The float and float4 types in CUDA

How is a float and float4 physically stored in CUDA?

And could a cudaMemcpyAsync change the input value of a float or float4?

I ask because my code uses lots of cudaMemcpyAsync to transfer float and float4 between devices. But after 900 iterations a 4-device run produces a difference of 2 in the 10th dp to the same variable from the 1-device run.

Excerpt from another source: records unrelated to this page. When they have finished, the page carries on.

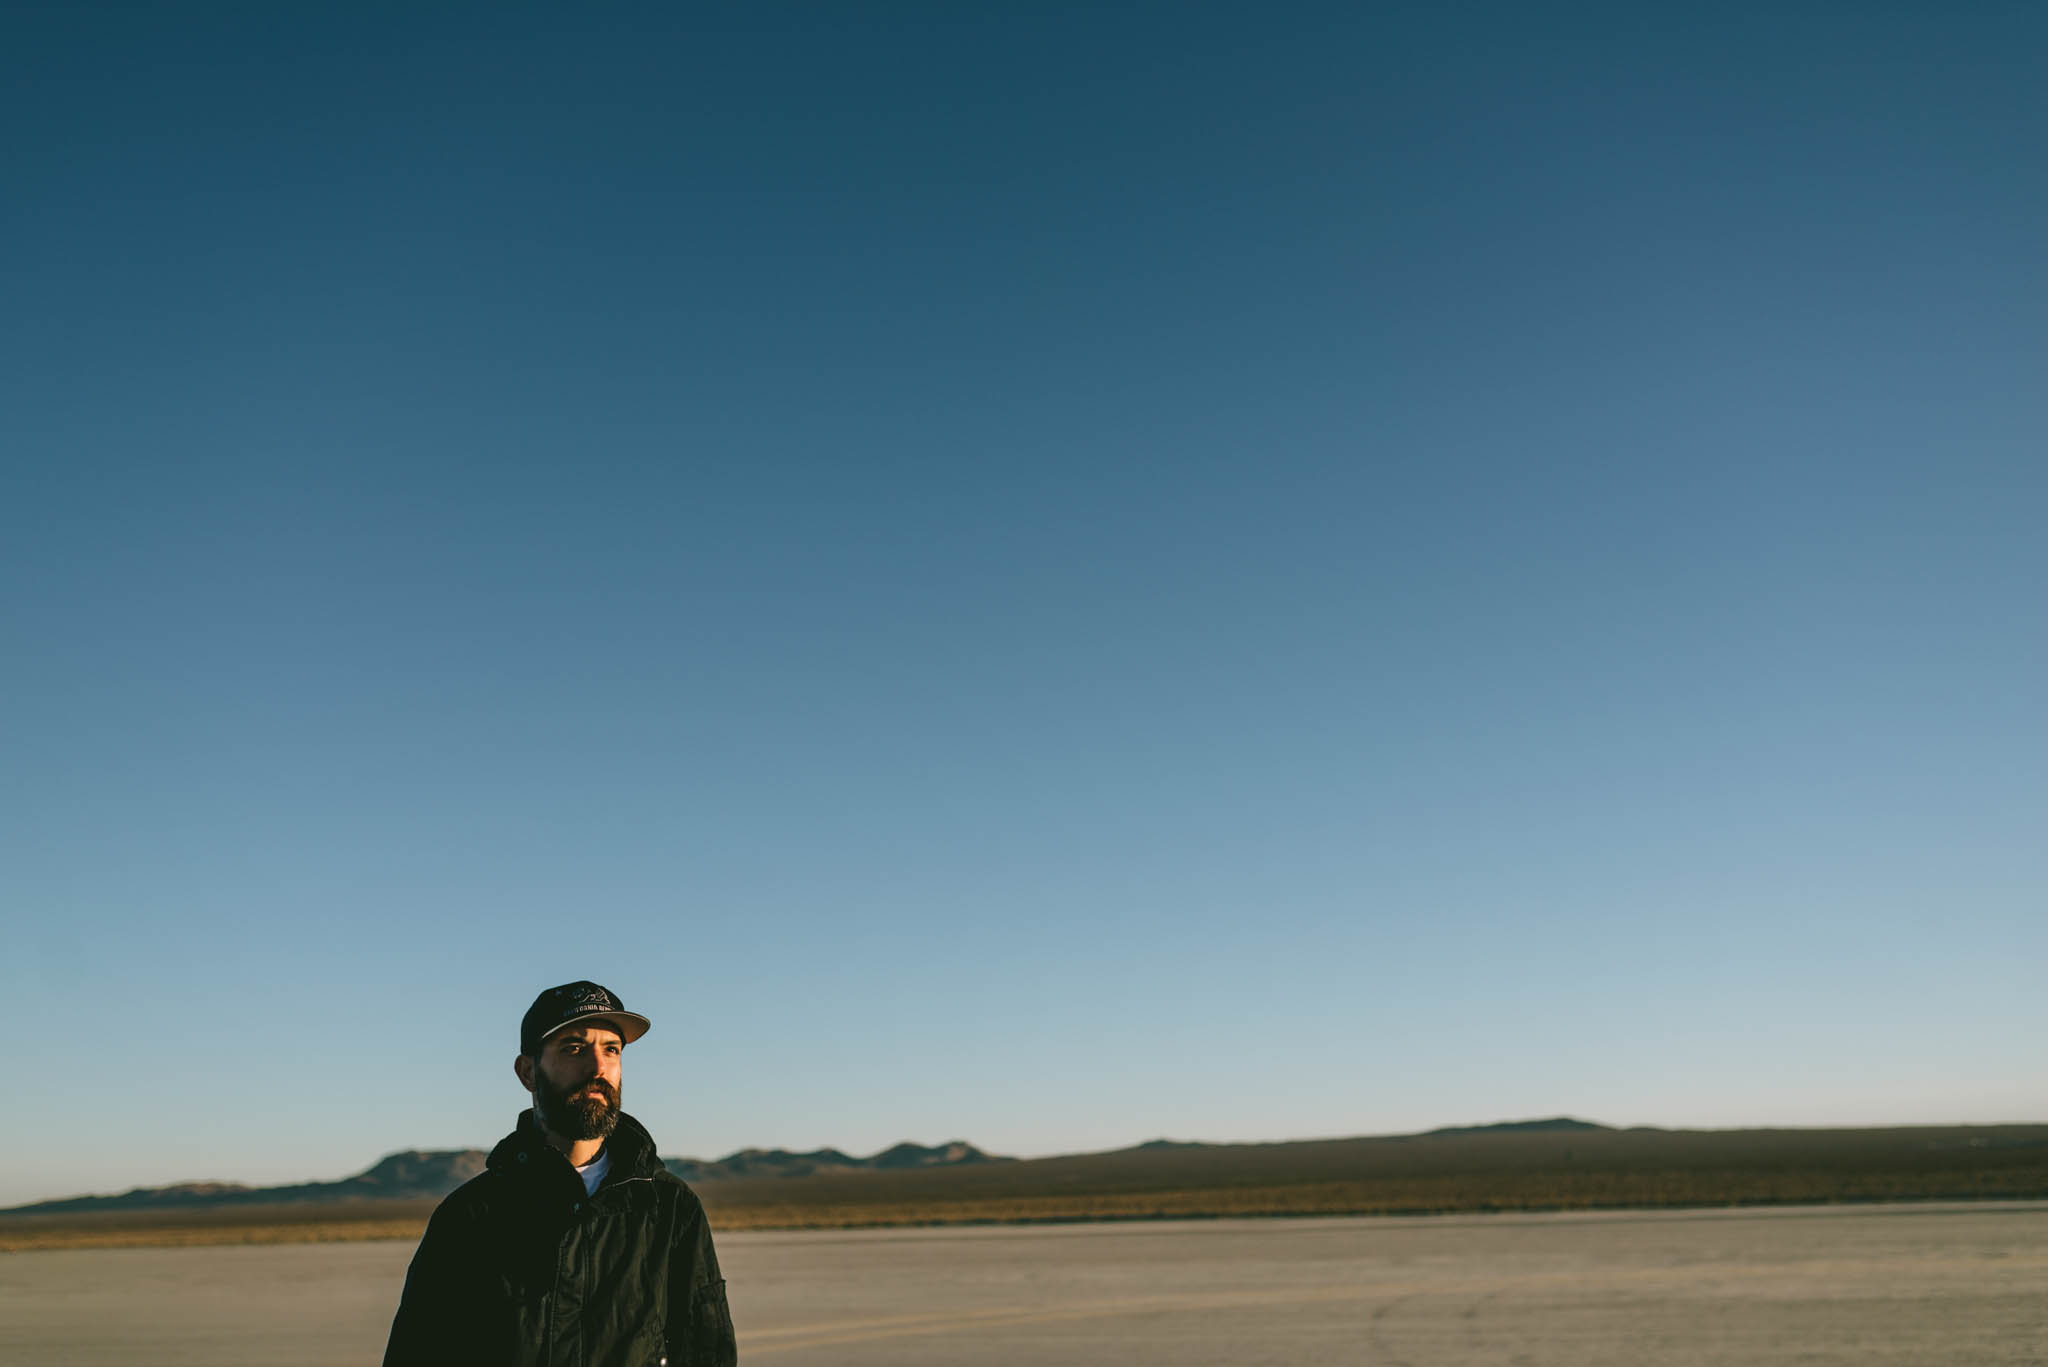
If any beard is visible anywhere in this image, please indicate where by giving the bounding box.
[533,1070,621,1142]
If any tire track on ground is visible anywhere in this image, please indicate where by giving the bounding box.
[1364,1291,1419,1367]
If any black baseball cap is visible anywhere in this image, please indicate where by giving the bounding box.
[520,981,651,1058]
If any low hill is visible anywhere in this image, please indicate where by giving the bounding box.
[666,1140,1006,1181]
[1424,1116,1610,1136]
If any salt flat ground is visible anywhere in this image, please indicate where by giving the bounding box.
[2,1202,2043,1365]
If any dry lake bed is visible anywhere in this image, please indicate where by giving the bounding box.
[2,1201,2043,1365]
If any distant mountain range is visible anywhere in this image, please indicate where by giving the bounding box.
[1,1119,1614,1217]
[14,1118,2048,1249]
[4,1149,495,1216]
[2,1138,1014,1216]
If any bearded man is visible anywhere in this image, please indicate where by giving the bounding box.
[383,982,737,1366]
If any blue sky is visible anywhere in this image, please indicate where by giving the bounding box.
[3,2,2042,1207]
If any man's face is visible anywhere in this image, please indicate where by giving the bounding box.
[527,1024,624,1141]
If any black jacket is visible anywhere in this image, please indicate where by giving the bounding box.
[383,1110,737,1367]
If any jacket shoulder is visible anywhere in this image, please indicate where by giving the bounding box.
[649,1167,704,1203]
[648,1169,719,1226]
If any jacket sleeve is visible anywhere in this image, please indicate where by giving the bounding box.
[383,1200,495,1367]
[667,1189,738,1366]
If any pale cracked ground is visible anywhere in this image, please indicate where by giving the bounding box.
[2,1202,2043,1365]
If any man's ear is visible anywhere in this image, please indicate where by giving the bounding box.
[514,1054,536,1093]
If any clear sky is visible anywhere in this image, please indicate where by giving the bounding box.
[3,2,2042,1208]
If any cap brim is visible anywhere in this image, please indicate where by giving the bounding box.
[543,1011,651,1046]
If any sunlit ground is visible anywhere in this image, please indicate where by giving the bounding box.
[3,1202,2043,1365]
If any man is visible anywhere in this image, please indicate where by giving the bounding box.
[383,981,737,1366]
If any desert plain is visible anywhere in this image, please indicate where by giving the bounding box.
[3,1201,2043,1366]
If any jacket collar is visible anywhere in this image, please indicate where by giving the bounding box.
[487,1108,667,1186]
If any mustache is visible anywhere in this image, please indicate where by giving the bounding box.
[560,1077,618,1105]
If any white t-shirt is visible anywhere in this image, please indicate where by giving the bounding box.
[574,1150,610,1196]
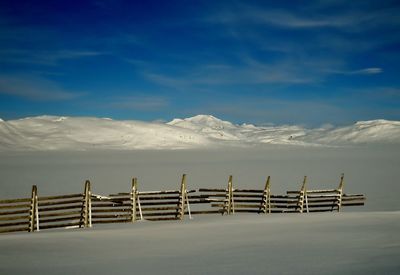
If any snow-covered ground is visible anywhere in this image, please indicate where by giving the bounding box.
[0,212,399,274]
[1,115,399,151]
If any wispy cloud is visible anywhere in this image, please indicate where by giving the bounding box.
[108,96,169,111]
[205,2,400,31]
[0,75,85,101]
[328,67,383,75]
[0,49,105,66]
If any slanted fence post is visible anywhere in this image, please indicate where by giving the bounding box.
[297,176,307,213]
[81,180,92,228]
[131,178,137,222]
[177,174,187,220]
[336,174,344,212]
[260,176,271,214]
[29,185,38,232]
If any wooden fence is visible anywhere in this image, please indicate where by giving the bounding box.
[0,174,365,234]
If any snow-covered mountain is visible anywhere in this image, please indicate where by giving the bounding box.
[0,114,399,151]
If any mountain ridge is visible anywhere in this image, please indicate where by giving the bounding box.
[0,115,399,151]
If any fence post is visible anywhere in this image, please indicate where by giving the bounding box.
[297,176,307,213]
[337,174,344,212]
[29,185,38,232]
[131,178,137,222]
[82,180,92,228]
[261,176,271,214]
[178,174,187,220]
[224,175,234,215]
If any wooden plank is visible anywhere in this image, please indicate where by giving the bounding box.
[0,198,31,204]
[0,209,29,216]
[342,202,365,206]
[0,227,30,233]
[39,211,82,218]
[342,197,366,201]
[185,210,223,215]
[138,196,180,201]
[38,194,83,201]
[287,189,338,194]
[91,203,131,207]
[38,199,83,207]
[0,220,29,227]
[38,204,82,212]
[198,188,226,192]
[92,219,131,224]
[231,194,263,198]
[233,199,263,203]
[0,204,30,210]
[233,204,262,209]
[92,208,131,213]
[145,217,178,221]
[138,190,180,195]
[233,189,264,193]
[40,216,82,224]
[39,222,82,229]
[140,201,179,206]
[143,212,177,217]
[92,214,131,219]
[0,215,29,221]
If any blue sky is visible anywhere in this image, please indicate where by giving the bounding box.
[0,0,399,126]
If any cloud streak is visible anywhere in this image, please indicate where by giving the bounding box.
[0,75,85,101]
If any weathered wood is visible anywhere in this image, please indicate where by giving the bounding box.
[143,212,178,217]
[0,227,30,233]
[39,211,82,218]
[38,199,84,207]
[92,219,131,224]
[92,214,131,219]
[0,215,30,221]
[38,194,83,201]
[39,204,83,212]
[177,174,187,220]
[29,185,38,232]
[234,199,263,203]
[146,217,178,221]
[92,208,131,214]
[91,203,131,207]
[139,190,180,195]
[40,216,82,224]
[39,222,82,229]
[136,195,180,200]
[0,204,30,210]
[140,201,181,206]
[0,198,31,204]
[287,189,339,194]
[198,188,226,192]
[185,210,224,215]
[0,220,29,227]
[233,189,264,193]
[0,210,29,216]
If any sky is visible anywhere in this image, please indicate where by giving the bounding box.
[0,0,399,126]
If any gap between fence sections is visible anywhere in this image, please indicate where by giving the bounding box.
[0,174,366,234]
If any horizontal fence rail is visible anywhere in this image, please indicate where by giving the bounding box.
[0,174,366,234]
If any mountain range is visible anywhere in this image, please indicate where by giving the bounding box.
[0,115,399,150]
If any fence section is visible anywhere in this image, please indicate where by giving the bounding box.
[0,174,366,234]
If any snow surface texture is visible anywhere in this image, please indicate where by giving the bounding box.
[0,212,399,275]
[1,115,400,151]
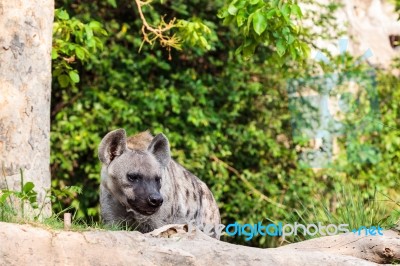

There is no transfer required to calculate this variable in the 1-device run, but in the 4-device run there is a need for each device to transfer a float produced by a cub::DeviceReduce::Max or cub::DeviceReduce::Sum.

Should I be concerned about this considering I am using float and the difference is in the 10th dp?

All platforms supported by CUDA use little-endian byte ordering and use IEEE-754 (2008) floating-point types, with ‘float’ mapped to IEEE-754 ‘binary32’.

CUDA API copy operations copy data, they don’t modify it.

You can see from the header files that float4 is simply a struct of four ‘float’ components named ‘x’, ‘y’, ‘z’, and ‘w’ (to which a 128-bit alignment restriction is applied), where ‘x’ is the least significant component and ‘w’ the most significant one.

The description of the code is insufficient to determine if anything goes wrong with it, and if so, where. The code may have bugs, e.g. invoking undefined behavior, or it may contain non-deterministic code paths, such as atomics operating on floating-point data (as opposed to mathematics, floating-point operations are not associative).

You might want to check the device code with cuda-memcheck, and the host code with valgrind.

‘float’ provides an accuracy of almost seven decimal digits. If you need higher accuracy, consider using the ‘double’ type, which provides accuracy of about 16 decimal digits.